Un bon roman sur le non-sens de la guerre et les séquelles des soldats : « Voir du pays » de Delphine Coulin, édité chez Grasset.

Par Claude Attard

Aurore et Marine ont grandi à Lorient et sont amies depuis l’enfance. Mais il y a la crise, les dif­fi­cul­tés à bos­ser, à vivre, à aider leurs familles. Alors, pour trou­ver une solu­tion, pour fuir, aussi, et pour voir du pays, elles s’engagent dans l’armée. Un milieu d’hommes, bien sûr, mais le pire les attend : l’Afghanistan. La guerre, la vraie, celle d’où même les hommes ne reviennent pas intacts.

Elles en reviennent, jus­te­ment, au début du bou­quin, après six mois d’enfer. Et comme tous les mili­taires, elles vont pas­ser trois jours à Chypre, dans un hôtel de luxe, sas de décom­pres­sion pour se retrou­ver avant de retour­ner en France. Trois jours pour soi-disant gom­mer les hor­reurs qui sont incrus­tées en elles pour toujours.

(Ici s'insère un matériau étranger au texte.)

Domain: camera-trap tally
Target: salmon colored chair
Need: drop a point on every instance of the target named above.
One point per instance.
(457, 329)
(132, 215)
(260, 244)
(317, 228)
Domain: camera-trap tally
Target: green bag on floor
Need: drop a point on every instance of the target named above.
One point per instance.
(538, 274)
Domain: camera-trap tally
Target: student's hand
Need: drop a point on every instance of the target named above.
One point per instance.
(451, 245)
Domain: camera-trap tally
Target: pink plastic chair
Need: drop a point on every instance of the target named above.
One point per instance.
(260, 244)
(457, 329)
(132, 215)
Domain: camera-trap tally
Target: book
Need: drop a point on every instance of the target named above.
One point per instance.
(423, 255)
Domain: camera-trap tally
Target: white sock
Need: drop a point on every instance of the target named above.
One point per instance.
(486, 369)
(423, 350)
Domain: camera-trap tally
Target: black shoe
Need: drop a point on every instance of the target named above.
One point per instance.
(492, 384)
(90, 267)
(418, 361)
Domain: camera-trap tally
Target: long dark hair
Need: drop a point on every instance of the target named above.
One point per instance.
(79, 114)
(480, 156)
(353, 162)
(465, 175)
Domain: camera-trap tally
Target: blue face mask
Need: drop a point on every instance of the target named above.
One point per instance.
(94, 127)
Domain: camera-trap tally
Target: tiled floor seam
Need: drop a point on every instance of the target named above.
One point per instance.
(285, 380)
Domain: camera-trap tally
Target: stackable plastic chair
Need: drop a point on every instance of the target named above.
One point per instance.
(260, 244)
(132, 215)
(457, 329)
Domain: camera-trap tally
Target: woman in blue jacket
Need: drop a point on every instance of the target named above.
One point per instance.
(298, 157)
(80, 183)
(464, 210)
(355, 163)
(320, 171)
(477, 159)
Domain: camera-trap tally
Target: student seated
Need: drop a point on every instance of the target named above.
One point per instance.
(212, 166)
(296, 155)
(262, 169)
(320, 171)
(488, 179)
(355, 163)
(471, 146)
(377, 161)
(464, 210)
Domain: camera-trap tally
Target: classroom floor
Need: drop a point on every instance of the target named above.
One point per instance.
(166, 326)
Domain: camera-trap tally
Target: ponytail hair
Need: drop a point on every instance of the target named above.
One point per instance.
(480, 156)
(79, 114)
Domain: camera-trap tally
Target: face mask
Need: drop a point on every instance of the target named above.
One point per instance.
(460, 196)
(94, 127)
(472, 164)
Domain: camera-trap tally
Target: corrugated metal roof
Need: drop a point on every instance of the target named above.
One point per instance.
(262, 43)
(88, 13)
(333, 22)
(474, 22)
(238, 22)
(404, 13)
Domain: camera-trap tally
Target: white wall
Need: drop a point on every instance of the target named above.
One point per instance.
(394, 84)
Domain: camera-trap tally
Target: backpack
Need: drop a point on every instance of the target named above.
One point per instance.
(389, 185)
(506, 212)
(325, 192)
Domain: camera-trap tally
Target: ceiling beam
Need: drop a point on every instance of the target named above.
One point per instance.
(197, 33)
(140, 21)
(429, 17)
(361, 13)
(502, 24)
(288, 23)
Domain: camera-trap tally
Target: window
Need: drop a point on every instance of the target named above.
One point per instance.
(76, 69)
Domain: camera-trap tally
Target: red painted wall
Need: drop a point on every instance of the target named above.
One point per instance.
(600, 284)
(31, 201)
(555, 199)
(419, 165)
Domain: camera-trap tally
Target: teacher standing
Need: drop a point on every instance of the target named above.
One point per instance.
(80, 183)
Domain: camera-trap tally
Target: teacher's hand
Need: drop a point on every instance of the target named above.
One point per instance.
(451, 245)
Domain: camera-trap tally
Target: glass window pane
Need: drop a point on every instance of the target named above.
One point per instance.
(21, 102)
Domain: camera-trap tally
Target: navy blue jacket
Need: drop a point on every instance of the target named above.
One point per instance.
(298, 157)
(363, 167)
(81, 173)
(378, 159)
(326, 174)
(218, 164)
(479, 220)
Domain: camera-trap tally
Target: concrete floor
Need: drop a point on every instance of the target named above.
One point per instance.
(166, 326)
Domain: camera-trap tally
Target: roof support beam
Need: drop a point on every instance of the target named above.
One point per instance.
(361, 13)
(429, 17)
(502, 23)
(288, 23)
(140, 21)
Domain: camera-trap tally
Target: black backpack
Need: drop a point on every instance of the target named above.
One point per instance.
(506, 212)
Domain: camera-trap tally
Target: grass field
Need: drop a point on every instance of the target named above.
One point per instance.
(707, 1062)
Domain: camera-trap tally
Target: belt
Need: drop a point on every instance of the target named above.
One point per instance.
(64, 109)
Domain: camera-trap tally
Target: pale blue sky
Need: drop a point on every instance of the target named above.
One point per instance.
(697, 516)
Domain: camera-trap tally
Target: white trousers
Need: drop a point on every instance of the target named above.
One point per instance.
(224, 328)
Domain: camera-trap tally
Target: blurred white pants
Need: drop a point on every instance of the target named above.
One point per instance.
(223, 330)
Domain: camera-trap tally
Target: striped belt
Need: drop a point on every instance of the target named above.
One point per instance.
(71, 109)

Aurore a été bles­sée dans une inter­ven­tion. Mais si les séquelles phy­siques sont rela­ti­ve­ment bénignes, le trau­ma­tisme est pro­fond. Marine ne lui parle presque plus. Qu’est-il vrai­ment arrivé là-bas ?

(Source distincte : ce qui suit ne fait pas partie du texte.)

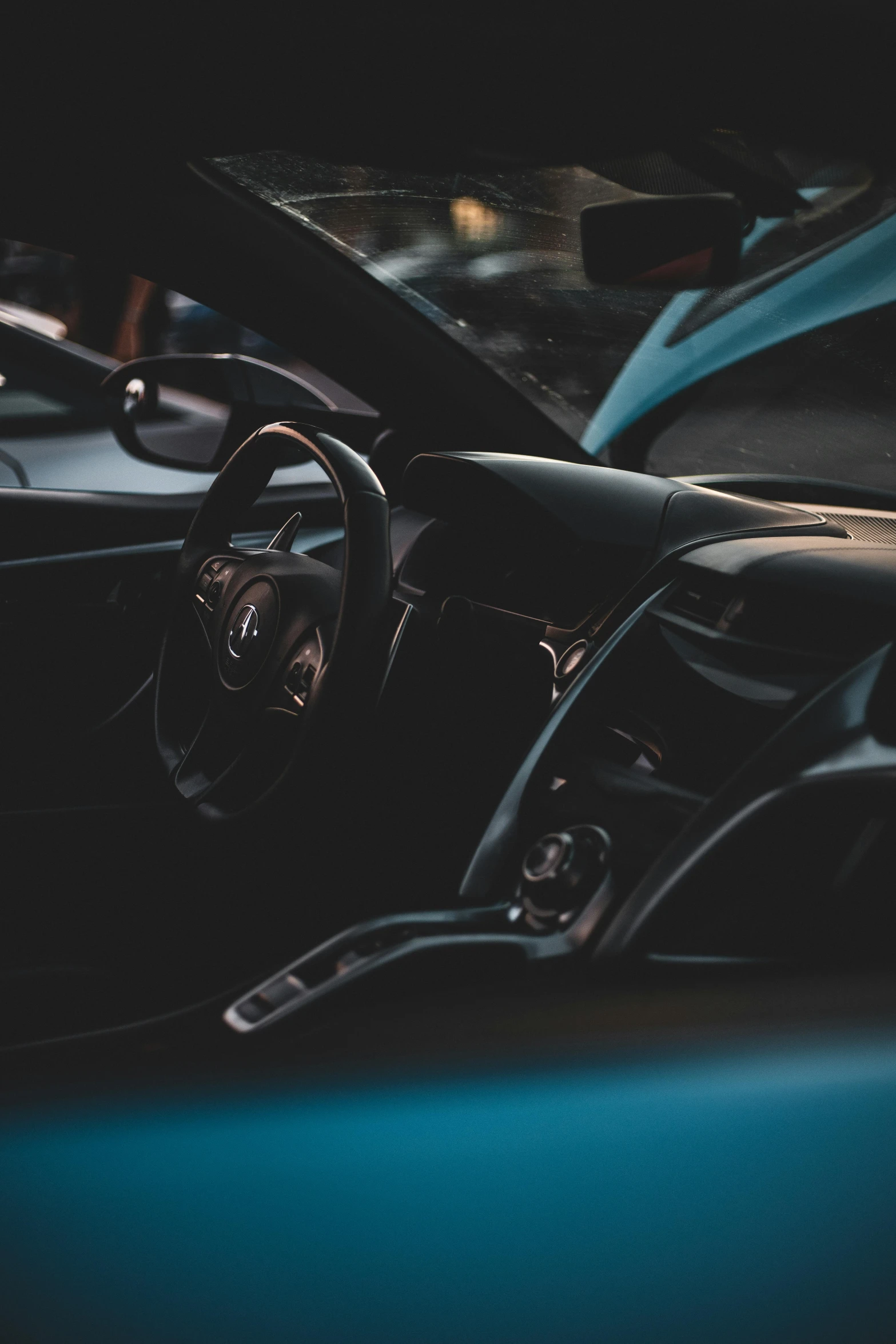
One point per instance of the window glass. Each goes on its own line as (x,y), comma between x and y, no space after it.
(54,435)
(785,371)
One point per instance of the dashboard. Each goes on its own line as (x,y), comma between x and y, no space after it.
(672,640)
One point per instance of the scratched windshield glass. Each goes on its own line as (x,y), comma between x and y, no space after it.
(787,370)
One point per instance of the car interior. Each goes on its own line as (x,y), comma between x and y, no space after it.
(381,760)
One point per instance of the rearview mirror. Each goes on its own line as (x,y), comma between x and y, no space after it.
(663,242)
(193,412)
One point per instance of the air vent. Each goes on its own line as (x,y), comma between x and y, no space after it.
(867,527)
(715,612)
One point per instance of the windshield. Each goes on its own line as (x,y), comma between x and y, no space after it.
(790,370)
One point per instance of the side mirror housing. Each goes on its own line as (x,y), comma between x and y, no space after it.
(193,412)
(664,242)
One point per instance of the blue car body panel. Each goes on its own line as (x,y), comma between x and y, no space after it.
(853,279)
(739,1195)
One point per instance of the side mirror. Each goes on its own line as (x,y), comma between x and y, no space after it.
(193,412)
(663,242)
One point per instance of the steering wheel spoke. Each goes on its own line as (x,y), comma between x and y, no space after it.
(273,624)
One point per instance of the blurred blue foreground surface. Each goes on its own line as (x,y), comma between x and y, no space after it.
(719,1196)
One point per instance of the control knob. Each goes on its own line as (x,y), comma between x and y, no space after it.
(560,874)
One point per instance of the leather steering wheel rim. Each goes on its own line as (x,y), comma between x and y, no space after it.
(300,600)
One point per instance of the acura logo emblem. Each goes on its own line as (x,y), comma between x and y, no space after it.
(242,634)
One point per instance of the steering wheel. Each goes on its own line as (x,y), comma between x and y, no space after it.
(268,658)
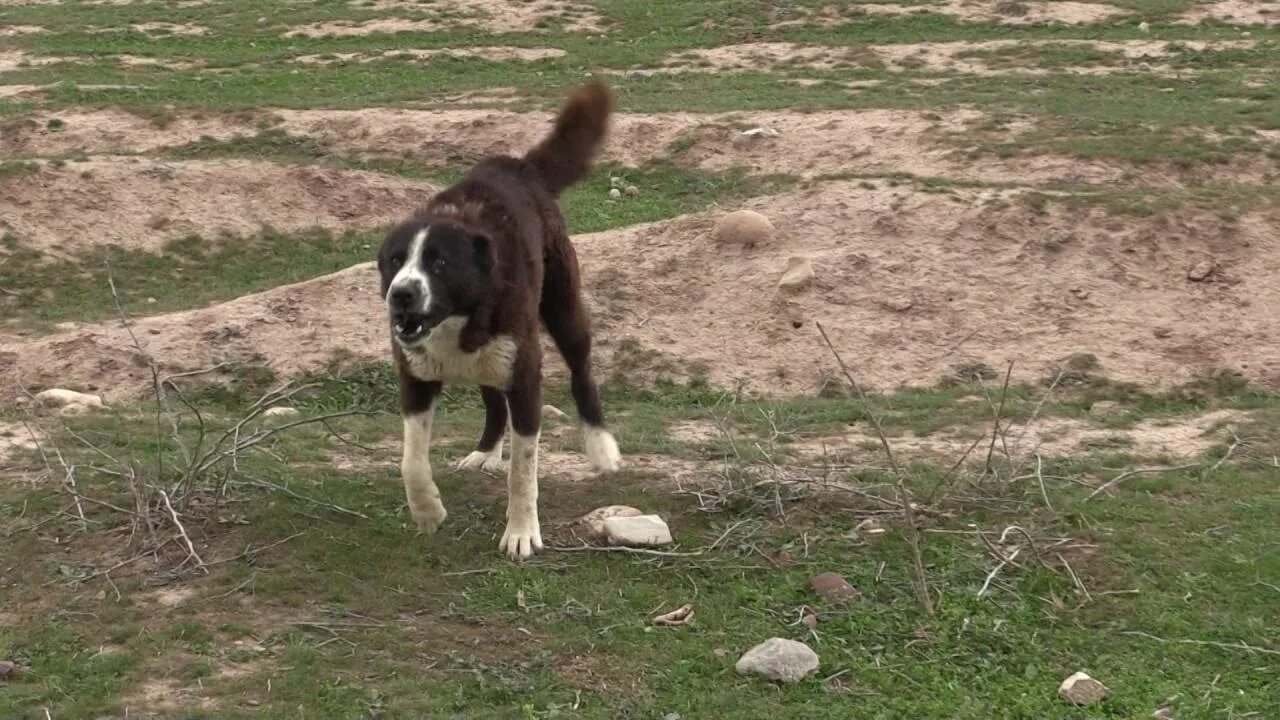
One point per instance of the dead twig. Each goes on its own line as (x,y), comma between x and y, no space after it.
(182,531)
(922,580)
(1128,474)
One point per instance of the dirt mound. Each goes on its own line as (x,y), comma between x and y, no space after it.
(496,54)
(1002,12)
(142,204)
(909,285)
(1162,437)
(1234,12)
(800,144)
(493,16)
(940,57)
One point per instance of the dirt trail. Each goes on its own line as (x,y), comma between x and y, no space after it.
(142,204)
(908,283)
(799,144)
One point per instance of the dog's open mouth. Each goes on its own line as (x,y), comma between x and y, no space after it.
(411,327)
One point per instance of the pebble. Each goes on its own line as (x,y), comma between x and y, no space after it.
(1082,689)
(639,531)
(780,659)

La lita­nie des situa­tions qu’elles et les autres sol­dats ont vécues est longue. Un peu trop longue, même, sans être plus convain­cante. Car ces cir­cons­tances sont sans doute tota­le­ment indes­crip­tibles. Com­ment tra­duire une ten­sion extrême et permanente ?

Réap­prendre à ne plus prendre chaque pas­sant avec un sac et un man­teau pour un atten­tat suicide.

La ner­vo­sité a été si forte que des réflexes restent.

Par­fois, ses mains cher­chaient son fusil dans l’espace devant elle, comme un aveugle attrape sa canne — elle devait les rai­son­ner pour qu’elles se reposent sur ses genoux.

Aurore et Marine ont cru à la mis­sion civi­li­sa­trice de paix dont on leur a parlé avant le départ. La réa­lité est bien dif­fé­rente, et par­ti­cipe de la commotion.

Del­phine Cou­lin a sans doute hésité entre la des­crip­tion des situa­tions extrêmes vécues par ces femmes et rame­nées sous forme de trau­ma­tismes, et la nar­ra­tion de ce qui leur arrive à Chypre, qui n’est pas rose non plus. L’équilibre entre ces deux blocs est si bien fait que le lec­teur peut se perdre et ne plus savoir ce qui est le plus impor­tant : le choc et ses consé­quences, ou la mouise qui colle aux basques des per­son­nages. À cela s’ajoute par moment le passé, ce qu’elles ont connu avant, dans leur jeunesse.

Mal­gré tout, le résul­tat est un bon livre, qui aborde ces déli­cates ques­tions et se per­met au pas­sage quelques réflexions sur le manque de sens d’une guerre.

Ce n’est pas parce que l’ennemi est mau­vais qu’une guerre est justifiée.